Когда я сломя голову мчалась через фойе, Пэтси Марино уже стоял там с часами в руке, готовясь отлавливать опоздавших. Есть у него такая привычка. При виде меня он даже дважды взглянул на свою луковицу, словно не веря, что я пришла вовремя. И он, в общем-то, не прикидывался. Если честно, то за последние месяцы я впервые пришла не только вовремя, а даже с запасом, чтобы спокойно надеть вечернее платье и накраситься перед выходом на паркет.
Марино спросил:
— Что с вами, вы не заболели?
Я отрезала:
— Мне что, принести справку от врача, чтобы меня пустили заработать на кусок хлеба — и скорчила ему жуткую рожу поверх той драной кошки, что приходится таскать на шее.
— Я потому и спрашиваю, что вы вовремя. Может, у вас температура поднялась?
— Смотри, чтобы у самого чего не поднялось! — парировала я, не слишком громко, чтоб он мог и не услышать. В конце концов, он дает заработать мне на жизнь.
В зале было мрачно, как в морге. Тут так всегда до начала программы, это все говорят. Не горели даже «шлюшки» — красные матовые фонари на стенах, которые создают Бог весть какую атмосферу. Все пять высоких окон были открыты настежь, чтобы хоть немного проветрить зал. Почти невероятно: я даже смогла глотнуть свежего воздуха!

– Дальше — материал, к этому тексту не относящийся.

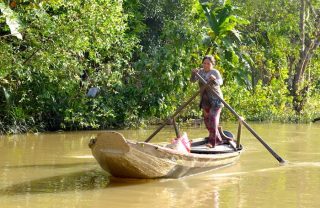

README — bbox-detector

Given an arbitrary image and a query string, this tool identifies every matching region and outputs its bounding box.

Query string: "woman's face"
[202,59,212,71]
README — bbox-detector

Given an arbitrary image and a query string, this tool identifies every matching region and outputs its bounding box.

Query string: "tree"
[288,0,320,114]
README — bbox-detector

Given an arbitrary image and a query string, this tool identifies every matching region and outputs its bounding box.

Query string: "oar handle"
[195,73,285,163]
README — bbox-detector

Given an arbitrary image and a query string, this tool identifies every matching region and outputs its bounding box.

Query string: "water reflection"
[0,124,320,208]
[0,170,110,195]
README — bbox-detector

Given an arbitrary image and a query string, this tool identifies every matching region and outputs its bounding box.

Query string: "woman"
[190,55,223,147]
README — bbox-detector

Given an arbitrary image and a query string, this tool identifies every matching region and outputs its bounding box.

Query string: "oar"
[144,90,200,142]
[196,73,285,163]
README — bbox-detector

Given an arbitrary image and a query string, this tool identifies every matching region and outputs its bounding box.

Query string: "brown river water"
[0,122,320,208]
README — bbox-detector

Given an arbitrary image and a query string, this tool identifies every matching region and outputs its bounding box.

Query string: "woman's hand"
[192,69,199,74]
[209,74,217,81]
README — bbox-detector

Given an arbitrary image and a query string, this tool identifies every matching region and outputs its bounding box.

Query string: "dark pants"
[203,108,222,147]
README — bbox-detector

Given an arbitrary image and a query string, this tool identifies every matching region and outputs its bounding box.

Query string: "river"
[0,122,320,208]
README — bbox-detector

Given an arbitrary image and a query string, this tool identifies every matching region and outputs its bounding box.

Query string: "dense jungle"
[0,0,320,134]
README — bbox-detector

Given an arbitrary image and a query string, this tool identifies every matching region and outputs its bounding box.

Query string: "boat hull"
[89,132,241,178]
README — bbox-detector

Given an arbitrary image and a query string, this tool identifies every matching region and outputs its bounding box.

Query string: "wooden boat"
[89,131,242,178]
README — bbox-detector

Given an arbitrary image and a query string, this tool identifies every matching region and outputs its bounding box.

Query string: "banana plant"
[199,0,251,85]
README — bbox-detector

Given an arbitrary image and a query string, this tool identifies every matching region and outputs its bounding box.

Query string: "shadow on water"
[0,168,156,195]
[1,162,96,169]
[0,170,110,195]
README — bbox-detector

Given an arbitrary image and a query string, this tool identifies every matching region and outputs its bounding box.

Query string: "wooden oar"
[196,73,285,163]
[144,90,200,142]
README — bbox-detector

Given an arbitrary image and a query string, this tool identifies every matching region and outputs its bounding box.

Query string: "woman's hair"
[202,55,216,65]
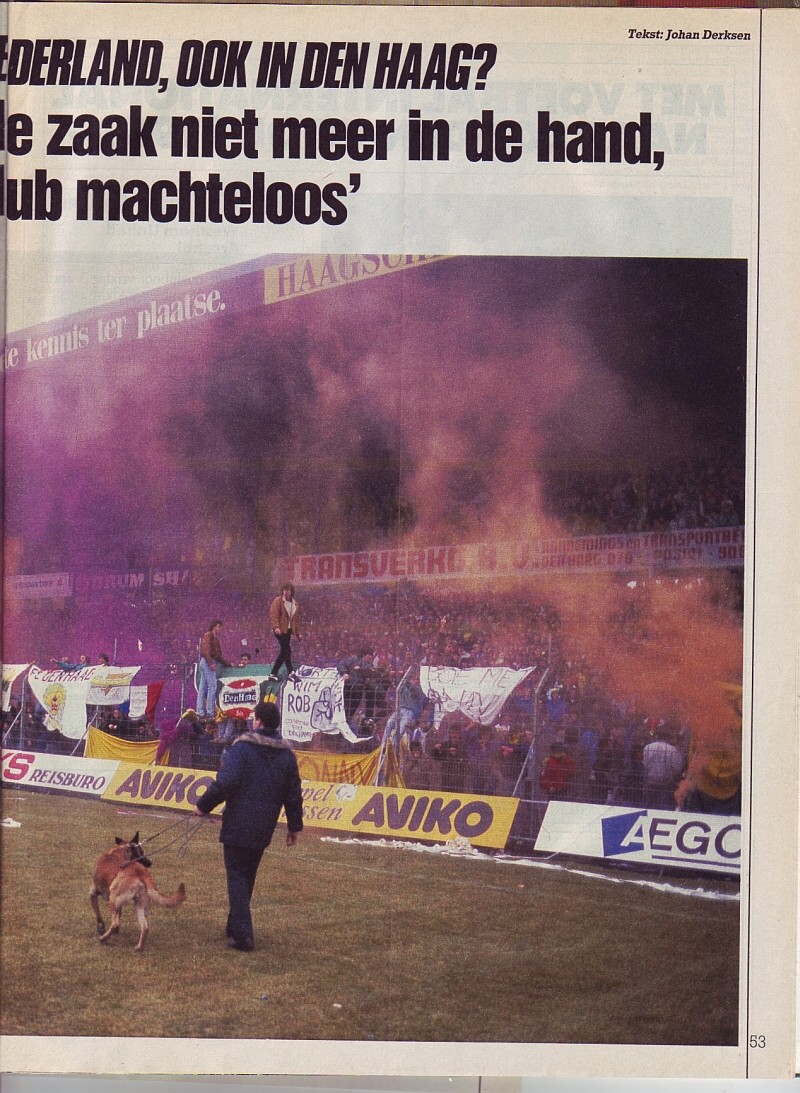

Когда я свалила обратно в раздевалку, высокие каблуки стучали на весь этот гадюшник, я отражалась в натертом паркете с головы до пят, и это отражение следовало за мной, как привидение. И у меня от всего этого возникло обалденное предчувствие — сегодня что-то произойдет. А ведь всегда, когда со мной такое случается, что-то происходит.
Я ввалилась в раздевалку и крикнула:
— Эй, Джулия, ты почему меня не подождала, стервоза?
Но тут же умолкла, потому что ее там не было. А куда она, черт побери, могла провалиться?
Там оказалась только старуха Хендерсон, читавшая утренний выпуск какой-то бульварной газетенки.
— Что, уже так поздно? — ехидно спросила она.
— Отстаньте, — отрезала я. — Каково идти на работу, если в животе урчит?
Я повесила мою драную кошку на вешалку, села, сняла туфли, насыпала в них немного талька и надела снова. Потом сказала:
— По пути сюда я заглянула к Джулии, никто не отозвался. Мы всегда пьем вместе кофе. Не знаю, как я без него выдержу пятнадцать туров…
В этот момент у меня мелькнуло подозрение: что, если Джулия меня надула и не пришла нарочно? Она-то могла варить кофе у себя в комнате, потому что там была пожарная лестница, а я у себя — нет. Но я выбросила эти глупые мысли из головы: Джулия не такая, она последнюю сорочку с себя снимет… Вернее, лифчик, поскольку сорочек она не носит.
— Ну что теперь, застрелиться? — фыркнула старуха. — У тебя денег нет на кофе?
На кофе у меня было. Но привычка — страшная вещь, человек привыкает пить кофе с подругой… но не с этой же жабой такое обсуждать…
— У меня такое странное чувство, что сегодня вечером что-то случится, — сказала я и пожала плечами.
— Еще бы! — кивнула старуха. — Может быть, тебя наконец выгонят!
Я показала ей фигу и вернулась к своему креслу, а она снова уткнулась в свою жуть.
— Ни одного порядочного убийства последнее время, — пожаловалась она. — Читать нечего. А я люблю что-нибудь кровавенькое.
— Вот себе и накаркаешь, — состроила я ей рожу в зеркале. Она не обиделась, потому что к таким вещам давно привыкла.
— Ты здесь уже была, когда залетела та девица с юга?.. Ну, та… кажется, ее звали Салли.
— Разумеется нет, — отрезала я. — Ты думаешь, я старше тебя? И трясу тут задом сто лет?
— Однажды она не пришла на работу, а потом ее нашли — жутко вспомнить… — она посчитала на пальцах. — Три года, как это случилось.
— Кончай нудить! — крикнула я. — И так уже настроение ни к черту!
Но старуха вошла в раж.
— А помнишь ту молоденькую, Фридерикс? Это случилось как раз перед твоим приходом, верно?
— Я все знаю, я все помню, я все слышала. Слушай, оставь меня в покое и не капай на мозги!
Она приложила палец к губам и таинственно зашептала:
— Знаешь, у меня такое чувство, что их обоих зарезал один и тот же тип!
— Ну, если так, я знаю, кого хотела бы видеть третьей жертвой! — врезала я ей. К счастью, в это время в раздевалку ввалились остальные девушки и она со своими загробными штучками заткнулась.